# Thread: Prove T is bounded

1. ## Prove T is bounded

Suppose that S is a nonempty bounded set of real numbers and T is a nonempty subset of S.

Show that T is bounded

2. Originally Posted by wopashui
Suppose that S is a nonempty bounded set of real numbers and T is a nonempty subset of S. Show that T is bounded
$\displaystyle T \subseteq S \Rightarrow \quad x \in T \to x \in S$

3. Originally Posted by Plato
$\displaystyle T \subseteq S \Rightarrow \quad x \in T \to x \in S$
how does this mean T is boundness, bounded above or below?

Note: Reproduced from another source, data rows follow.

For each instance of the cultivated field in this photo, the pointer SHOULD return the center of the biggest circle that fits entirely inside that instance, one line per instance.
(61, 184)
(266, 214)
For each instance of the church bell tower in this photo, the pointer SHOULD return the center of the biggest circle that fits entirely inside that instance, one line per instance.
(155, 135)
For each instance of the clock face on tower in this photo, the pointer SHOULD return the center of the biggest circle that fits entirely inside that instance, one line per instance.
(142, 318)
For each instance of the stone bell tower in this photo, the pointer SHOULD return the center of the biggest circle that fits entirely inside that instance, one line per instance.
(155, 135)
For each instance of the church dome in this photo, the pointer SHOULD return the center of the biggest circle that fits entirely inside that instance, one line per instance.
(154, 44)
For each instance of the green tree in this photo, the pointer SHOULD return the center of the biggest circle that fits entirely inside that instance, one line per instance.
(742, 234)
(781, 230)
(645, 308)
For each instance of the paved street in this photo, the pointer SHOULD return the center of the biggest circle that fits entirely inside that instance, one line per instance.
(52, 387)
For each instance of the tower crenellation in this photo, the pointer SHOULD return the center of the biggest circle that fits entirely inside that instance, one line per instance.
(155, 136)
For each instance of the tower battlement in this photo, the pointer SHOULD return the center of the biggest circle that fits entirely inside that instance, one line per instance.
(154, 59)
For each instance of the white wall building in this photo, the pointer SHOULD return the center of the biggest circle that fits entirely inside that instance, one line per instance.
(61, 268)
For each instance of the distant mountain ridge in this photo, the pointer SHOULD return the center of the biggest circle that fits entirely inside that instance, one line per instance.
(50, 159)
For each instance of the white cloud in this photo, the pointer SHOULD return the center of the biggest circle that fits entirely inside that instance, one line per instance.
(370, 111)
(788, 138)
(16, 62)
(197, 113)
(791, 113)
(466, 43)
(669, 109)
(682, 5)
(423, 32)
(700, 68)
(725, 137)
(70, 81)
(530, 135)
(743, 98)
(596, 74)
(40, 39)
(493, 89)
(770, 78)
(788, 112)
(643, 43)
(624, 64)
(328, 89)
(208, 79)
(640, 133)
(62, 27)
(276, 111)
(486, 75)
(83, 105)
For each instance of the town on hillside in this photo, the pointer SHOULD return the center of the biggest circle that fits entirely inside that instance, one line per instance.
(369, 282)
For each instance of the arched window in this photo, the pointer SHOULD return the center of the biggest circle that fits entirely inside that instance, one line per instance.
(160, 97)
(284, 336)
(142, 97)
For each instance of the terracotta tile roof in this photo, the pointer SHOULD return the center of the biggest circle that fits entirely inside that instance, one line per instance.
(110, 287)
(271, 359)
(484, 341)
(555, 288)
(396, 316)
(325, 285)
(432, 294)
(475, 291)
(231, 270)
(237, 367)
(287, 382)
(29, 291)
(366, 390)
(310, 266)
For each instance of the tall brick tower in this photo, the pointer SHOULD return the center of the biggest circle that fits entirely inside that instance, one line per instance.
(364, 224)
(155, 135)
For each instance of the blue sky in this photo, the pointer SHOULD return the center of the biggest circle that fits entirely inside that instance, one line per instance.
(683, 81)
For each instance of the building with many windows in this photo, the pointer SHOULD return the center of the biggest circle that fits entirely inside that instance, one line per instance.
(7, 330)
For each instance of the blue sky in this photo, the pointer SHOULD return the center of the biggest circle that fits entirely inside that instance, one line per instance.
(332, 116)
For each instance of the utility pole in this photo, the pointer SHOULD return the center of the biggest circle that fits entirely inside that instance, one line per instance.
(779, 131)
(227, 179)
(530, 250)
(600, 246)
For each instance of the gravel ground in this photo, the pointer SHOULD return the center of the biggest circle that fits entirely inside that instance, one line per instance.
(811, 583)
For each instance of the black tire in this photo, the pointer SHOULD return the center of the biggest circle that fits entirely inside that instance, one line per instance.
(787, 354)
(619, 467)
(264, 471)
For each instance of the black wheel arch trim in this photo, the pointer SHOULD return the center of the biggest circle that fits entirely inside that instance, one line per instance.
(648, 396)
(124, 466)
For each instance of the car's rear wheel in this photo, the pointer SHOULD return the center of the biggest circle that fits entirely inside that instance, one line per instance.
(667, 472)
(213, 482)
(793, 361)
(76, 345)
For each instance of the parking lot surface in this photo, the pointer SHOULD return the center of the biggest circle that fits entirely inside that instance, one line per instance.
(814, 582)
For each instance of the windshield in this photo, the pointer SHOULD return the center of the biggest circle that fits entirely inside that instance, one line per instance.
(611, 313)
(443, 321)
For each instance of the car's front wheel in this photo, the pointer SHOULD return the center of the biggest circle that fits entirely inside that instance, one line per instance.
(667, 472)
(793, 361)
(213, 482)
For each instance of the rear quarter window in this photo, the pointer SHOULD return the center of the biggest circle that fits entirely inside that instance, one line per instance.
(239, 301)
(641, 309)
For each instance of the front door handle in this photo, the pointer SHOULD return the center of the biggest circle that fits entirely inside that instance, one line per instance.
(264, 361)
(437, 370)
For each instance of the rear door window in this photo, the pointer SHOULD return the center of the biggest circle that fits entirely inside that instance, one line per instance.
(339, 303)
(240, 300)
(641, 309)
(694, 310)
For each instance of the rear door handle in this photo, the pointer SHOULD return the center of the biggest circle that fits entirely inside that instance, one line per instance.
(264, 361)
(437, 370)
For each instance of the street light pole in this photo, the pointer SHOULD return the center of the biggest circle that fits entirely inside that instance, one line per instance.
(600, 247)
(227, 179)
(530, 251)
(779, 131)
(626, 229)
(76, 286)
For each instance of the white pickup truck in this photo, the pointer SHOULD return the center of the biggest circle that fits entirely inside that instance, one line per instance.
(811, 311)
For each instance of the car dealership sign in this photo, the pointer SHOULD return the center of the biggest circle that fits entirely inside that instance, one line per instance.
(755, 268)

4. The statement that $\displaystyle S$ is a bounded set of real numbers means that $\displaystyle \left( {\exists B > 0} \right)\left[ {\left( {\forall z \in S} \right) \Rightarrow \left| z \right| \leqslant B} \right]$.
Therefore $\displaystyle T \subseteq S\,\& \,x \in T \Rightarrow \quad \left| x \right| \leqslant B$.
That shows that $\displaystyle T$ is bounded.

5. Originally Posted by wopashui
how does this mean T is boundness, bounded above or below?
Saying that a set of real numbers is "bounded" means it has both upper and lower bounds.